Mr Frimpong said it would provide a healthy environment for businesses to quickly recover from the impact of the COVID-19 pandemic, further contribute to economic growth and create more employment opportunities.
The government projecting real growth in gross domestic product (GDP) of 5.8% and an inflation rate at the end of December of 8%, he said, âto achieve these goals, the government must remain disciplined. in fiscal consolidation measures by ensuring effective debt sustainability. and streamline spending.
“We therefore urge the government to maintain a good balance between the implementation of revitalization and transformation programs in order to promote private sector growth in a stable macroeconomic environment,” Frimpong said.
Among the recommendations made by the Association regarding the budget and the business environment was that the government ensure the adoption of the tax exemption bill by the first quarter of 2022.
The GEA said the adoption and implementation of the policy “would respond to the overly generous exemption regime and solve the problem of underperforming national income.”
The CEO called for a good domestic credit facility for the private sector to help it recover and compete favorably in the single market window characterizing the objectives of the African Continental Free Zone (AfCFTA) agreement.
The World Bank’s 2020 development indicators show that only 10.88% of financial resources were allocated to the private sector in Ghana last year, compared to 17.24% on average in sub-Saharan Africa (SSA).
Referring to the establishment of the Development Bank of Ghana, he said that for many years the country had struggled to have a capital expenditure framework that would consider long-term financing of projects.
Therefore, the implementation of the concept of development bank as envisioned in the policy would mean that the enterprises of the country would have access to sufficient capital, especially to finance medium and long term projects.
He said it would reduce âchallenges on how to invest in the industry, especially in the manufacturing, pharmaceuticals, hospitality, tourism and hospitality sectors.
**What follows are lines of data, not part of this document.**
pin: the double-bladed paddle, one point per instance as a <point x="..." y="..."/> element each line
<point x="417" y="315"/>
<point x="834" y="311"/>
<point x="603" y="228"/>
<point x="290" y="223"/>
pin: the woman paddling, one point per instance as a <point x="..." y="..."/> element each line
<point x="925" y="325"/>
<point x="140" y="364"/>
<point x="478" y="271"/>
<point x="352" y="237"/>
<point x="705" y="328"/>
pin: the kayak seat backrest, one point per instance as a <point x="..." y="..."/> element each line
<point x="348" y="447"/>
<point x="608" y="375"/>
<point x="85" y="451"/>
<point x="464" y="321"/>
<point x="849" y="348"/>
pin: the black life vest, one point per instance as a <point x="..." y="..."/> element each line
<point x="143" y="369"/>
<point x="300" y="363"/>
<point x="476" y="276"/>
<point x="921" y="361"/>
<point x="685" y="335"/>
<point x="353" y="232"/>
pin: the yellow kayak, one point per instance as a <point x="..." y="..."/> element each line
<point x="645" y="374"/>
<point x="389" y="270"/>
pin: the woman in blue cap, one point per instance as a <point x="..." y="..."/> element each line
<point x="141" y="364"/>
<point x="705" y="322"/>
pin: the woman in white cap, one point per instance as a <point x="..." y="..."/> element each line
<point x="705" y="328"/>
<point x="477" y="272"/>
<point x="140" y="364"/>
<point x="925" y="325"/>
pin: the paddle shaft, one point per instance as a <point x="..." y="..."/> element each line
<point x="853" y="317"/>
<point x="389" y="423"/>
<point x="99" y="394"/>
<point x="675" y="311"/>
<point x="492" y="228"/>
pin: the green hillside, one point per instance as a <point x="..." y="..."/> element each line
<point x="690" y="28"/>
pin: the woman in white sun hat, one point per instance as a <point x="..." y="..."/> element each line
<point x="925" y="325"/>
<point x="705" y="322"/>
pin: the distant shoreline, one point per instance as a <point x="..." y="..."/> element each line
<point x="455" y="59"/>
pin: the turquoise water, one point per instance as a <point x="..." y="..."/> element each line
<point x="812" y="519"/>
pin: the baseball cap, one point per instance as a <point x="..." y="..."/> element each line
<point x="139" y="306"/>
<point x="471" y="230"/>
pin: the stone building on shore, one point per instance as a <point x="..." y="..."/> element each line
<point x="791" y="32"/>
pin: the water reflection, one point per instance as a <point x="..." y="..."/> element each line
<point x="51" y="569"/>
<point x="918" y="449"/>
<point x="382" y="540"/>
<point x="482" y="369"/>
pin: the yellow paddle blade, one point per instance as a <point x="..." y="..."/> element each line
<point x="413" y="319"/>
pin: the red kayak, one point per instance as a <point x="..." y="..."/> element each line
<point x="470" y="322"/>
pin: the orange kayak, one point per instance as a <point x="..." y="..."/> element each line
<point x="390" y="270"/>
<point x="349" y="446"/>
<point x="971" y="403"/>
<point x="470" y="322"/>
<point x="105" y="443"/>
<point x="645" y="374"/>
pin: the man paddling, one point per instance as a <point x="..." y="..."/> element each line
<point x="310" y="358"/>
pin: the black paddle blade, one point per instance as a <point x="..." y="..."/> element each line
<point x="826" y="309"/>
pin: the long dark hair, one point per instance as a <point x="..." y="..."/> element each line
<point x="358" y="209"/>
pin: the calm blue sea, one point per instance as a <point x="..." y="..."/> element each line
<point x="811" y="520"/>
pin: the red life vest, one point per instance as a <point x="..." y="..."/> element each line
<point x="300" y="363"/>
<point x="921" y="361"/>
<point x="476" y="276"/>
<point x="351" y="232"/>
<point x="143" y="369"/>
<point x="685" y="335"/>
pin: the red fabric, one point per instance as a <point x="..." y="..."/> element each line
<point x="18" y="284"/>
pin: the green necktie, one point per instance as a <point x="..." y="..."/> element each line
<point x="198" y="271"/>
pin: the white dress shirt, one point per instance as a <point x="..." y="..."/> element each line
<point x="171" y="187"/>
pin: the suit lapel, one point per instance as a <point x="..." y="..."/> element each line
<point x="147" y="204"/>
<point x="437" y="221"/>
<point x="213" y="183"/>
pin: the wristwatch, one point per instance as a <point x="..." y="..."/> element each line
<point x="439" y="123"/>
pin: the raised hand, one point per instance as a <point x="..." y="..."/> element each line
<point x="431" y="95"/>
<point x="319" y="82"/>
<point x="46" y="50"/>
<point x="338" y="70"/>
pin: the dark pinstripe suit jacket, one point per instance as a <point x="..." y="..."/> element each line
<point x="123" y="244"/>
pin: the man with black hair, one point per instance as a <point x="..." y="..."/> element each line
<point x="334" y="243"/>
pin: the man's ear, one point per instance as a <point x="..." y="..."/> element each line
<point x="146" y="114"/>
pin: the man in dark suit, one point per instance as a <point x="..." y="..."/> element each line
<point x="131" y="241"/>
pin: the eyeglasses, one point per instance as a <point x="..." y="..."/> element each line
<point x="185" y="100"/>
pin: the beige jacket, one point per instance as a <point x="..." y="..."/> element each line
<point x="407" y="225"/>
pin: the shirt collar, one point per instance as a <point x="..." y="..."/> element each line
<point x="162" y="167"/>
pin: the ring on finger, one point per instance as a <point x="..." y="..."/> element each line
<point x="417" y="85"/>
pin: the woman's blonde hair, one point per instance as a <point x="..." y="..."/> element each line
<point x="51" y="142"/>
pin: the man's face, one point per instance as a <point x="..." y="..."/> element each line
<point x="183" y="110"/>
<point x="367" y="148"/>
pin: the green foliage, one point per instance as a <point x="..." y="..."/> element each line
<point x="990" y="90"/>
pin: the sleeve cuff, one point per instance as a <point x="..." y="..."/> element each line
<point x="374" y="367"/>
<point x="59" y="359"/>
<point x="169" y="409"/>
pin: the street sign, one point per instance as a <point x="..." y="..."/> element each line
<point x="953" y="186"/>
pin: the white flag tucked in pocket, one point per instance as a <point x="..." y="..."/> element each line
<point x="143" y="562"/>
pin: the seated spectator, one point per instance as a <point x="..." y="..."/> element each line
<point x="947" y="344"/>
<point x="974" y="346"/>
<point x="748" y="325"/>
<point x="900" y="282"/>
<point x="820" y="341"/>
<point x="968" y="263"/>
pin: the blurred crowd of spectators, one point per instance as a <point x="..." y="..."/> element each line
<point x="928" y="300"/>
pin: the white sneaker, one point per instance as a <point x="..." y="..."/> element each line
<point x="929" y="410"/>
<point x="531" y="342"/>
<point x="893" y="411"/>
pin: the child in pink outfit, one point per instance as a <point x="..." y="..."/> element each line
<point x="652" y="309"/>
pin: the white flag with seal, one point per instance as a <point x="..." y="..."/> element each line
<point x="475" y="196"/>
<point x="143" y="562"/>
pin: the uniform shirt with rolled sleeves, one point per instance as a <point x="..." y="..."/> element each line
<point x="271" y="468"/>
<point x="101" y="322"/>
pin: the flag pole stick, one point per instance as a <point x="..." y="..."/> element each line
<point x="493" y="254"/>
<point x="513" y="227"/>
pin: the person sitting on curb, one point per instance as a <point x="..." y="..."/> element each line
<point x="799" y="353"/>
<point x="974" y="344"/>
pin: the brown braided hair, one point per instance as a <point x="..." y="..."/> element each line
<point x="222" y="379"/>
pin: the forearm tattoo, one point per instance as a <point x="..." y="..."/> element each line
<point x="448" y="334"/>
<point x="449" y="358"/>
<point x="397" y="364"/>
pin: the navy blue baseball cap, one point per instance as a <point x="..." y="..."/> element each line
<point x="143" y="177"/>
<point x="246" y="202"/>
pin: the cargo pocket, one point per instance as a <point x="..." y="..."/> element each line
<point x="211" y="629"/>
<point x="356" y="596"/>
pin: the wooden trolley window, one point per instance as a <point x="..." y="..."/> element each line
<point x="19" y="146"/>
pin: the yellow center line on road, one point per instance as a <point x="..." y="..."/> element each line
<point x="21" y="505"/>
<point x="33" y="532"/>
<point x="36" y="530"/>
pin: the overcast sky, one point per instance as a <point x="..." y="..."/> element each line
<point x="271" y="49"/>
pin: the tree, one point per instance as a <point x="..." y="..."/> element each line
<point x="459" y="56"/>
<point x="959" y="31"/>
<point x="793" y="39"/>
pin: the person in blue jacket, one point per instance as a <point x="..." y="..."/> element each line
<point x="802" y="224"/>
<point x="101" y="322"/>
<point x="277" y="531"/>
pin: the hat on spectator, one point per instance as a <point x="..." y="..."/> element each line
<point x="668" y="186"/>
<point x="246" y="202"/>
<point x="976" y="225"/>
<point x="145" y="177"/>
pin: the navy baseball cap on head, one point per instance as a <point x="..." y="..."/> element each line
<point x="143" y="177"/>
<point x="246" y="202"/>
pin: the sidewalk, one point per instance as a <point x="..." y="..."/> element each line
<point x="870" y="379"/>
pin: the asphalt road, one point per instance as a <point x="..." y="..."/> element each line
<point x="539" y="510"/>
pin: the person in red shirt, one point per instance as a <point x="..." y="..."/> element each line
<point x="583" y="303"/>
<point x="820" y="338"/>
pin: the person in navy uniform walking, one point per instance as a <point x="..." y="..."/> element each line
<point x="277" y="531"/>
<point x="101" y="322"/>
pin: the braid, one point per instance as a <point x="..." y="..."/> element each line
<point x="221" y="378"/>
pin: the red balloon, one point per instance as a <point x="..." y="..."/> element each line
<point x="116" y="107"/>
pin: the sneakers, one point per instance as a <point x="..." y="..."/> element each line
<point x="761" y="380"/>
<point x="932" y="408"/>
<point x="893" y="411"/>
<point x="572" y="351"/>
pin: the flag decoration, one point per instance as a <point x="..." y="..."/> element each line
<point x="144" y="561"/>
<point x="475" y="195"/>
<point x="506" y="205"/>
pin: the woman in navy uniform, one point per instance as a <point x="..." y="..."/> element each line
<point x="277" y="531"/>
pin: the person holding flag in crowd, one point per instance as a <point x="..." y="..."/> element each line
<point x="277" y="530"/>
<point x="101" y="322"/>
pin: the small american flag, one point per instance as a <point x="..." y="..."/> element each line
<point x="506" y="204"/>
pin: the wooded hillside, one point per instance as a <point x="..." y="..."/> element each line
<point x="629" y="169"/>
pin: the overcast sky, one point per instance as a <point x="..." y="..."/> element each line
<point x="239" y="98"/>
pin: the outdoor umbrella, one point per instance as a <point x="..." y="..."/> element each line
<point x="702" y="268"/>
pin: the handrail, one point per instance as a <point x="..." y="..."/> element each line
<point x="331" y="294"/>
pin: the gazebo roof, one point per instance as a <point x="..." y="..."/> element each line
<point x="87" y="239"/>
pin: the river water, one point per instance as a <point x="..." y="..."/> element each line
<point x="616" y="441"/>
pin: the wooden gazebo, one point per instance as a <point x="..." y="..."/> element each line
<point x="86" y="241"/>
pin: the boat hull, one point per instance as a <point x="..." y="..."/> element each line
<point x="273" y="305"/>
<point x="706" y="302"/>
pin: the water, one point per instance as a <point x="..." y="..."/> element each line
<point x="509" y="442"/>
This will bring more revenue to the government, improve industrialization and increase our job creation. “
Regarding the Ghana COVID-19 Alleviation and Revitalization of Enterprise Support (Ghana CARES) initiative, he urged that âthe government accelerates measures to determine the modalities of implementation, as well as a reliable framework to enable reporting and timely feedback on program key performance indicators. “
Mr. Frimpong echoed GEA’s commitment to the Ghana Beyond Aid program and the government’s economic transformation policies through social dialogue and consultations.
Mr. Ken Ofori-Atta, Minister of Finance, presented the 2022 budget and economic policy statement to parliament last week, said it aims to build a sustainable entrepreneurial nation, consolidate public finances and create jobs.
“In the short term, the government, through its economic revitalization program, will seek to develop the economy with the provision of targeted fiscal stimuli while also ensuring fiscal sustainability to cushion the impact of COVID-19 on businesses. and to facilitate a rapid and strong recovery of our economy, âhe said.